Q – Questions. Too often, when being sold a savings product, we fail to ask the right questions. If you’re being flogged some kind of stock-market linked ‘Growth Bond’ or ‘Guaranteed Bond’ you need to find out who gets the annual dividends – you or the company selling the bond? If you’re looking at unit trusts, don’t get fobbed off by being told the ‘annual management charge’. You have to find out what the TER (Total Expense Ratio) is plus how much you can expect to lose each year in dealing and other more obscure charges. With pensions, you again must discover exactly how much you will actually be paying each year. Also, remember that most pension fund projections are total lies as most funds have never achieved anything like what they project. So find out what growth (if any) has really been achieved by the fund managers over the last ten years.

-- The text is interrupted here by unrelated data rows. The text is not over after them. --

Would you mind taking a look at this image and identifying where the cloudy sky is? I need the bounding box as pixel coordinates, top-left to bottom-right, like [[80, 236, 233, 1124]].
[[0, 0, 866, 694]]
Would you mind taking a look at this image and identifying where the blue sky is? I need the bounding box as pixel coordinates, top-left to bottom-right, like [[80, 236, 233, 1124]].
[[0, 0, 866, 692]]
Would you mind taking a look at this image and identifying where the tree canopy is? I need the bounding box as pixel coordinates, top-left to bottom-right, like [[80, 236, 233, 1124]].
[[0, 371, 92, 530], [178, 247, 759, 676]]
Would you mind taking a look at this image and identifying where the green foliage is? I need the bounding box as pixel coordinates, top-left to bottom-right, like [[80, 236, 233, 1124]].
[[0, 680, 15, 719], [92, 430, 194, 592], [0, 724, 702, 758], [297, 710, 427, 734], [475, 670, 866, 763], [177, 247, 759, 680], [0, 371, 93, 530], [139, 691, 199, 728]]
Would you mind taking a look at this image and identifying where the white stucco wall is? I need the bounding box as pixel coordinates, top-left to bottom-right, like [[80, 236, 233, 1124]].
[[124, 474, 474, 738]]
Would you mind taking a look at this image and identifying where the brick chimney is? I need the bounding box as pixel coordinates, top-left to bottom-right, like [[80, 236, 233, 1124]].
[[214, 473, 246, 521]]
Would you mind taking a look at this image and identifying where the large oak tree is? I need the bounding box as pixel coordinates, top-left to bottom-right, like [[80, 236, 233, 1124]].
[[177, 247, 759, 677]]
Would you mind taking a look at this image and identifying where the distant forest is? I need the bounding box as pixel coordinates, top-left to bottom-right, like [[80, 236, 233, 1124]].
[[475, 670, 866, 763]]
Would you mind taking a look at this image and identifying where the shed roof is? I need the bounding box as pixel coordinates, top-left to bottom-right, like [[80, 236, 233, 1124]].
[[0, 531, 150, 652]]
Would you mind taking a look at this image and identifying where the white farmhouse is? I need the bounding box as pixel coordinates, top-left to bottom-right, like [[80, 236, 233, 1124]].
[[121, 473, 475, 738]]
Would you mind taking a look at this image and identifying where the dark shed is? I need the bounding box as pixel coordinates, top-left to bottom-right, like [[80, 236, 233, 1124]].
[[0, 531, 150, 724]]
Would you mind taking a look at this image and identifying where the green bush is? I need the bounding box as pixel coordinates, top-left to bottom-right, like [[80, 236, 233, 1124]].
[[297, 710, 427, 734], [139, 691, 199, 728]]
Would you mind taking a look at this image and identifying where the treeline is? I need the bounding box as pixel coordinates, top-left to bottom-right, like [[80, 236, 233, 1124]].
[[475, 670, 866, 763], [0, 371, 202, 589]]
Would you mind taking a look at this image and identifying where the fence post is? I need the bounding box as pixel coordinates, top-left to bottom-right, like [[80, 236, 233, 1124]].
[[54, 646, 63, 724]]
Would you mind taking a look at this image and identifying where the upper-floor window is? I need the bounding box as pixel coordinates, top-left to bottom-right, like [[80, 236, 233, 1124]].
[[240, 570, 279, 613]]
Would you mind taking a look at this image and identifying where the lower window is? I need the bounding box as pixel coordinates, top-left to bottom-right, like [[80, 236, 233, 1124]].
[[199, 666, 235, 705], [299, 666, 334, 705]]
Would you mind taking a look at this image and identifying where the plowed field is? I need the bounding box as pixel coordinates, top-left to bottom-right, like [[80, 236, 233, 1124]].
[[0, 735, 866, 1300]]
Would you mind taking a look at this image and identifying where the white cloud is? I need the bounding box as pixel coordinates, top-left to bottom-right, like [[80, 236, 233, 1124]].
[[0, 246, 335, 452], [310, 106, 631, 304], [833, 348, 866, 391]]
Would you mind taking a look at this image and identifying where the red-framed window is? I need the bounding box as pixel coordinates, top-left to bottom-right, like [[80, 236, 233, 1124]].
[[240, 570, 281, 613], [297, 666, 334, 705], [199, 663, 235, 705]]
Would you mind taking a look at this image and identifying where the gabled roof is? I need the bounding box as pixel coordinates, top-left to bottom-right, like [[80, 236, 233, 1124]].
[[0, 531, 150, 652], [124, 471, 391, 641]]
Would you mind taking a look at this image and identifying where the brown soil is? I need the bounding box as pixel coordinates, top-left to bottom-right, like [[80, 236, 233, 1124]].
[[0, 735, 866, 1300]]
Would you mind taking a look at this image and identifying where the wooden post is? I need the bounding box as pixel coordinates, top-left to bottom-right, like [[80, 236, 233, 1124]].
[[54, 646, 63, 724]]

But perhaps the most important question you need to ask is the “me and you” question – “if my unit trust (or pension or bond or whatever) goes up by say 3% (or 5% or whatever figure you think realistic) next year, how much of this 3% do I get and how much do you take in all charges, commissions and dealing costs?” If you ever can get an honest answer to this question, usually you will find that almost all growth on most financial products gets pocketed by those who are selling the product, not those who are investing. 

R – Regulator. The body mainly responsible for regulating the financial services industry has been the FSA (Financial Services Authority). The FSA’s budget has leapt from about £21 million in 1997 to over £400 million today thanks to the profligacy and incompetence of Gordon Liar Brown. But in spite of this huge increase and in spite of paying itself record bonuses year after year, the FSA has failed to prevent a long series of mis-selling scandals and did nothing to prevent the greatest banking collapse in British history. Following so many years of abject failure, the FSA is now being given a different name in a kind of Blairite rebranding. But it will no doubt continue to devour hundreds of millions of pounds of taxpayers’ money and continue to protect our greed-ridden, mis-selling, overcharging and utterly corrupt financial services industry against legitimate complaints from ordinary savers who have been fleeced.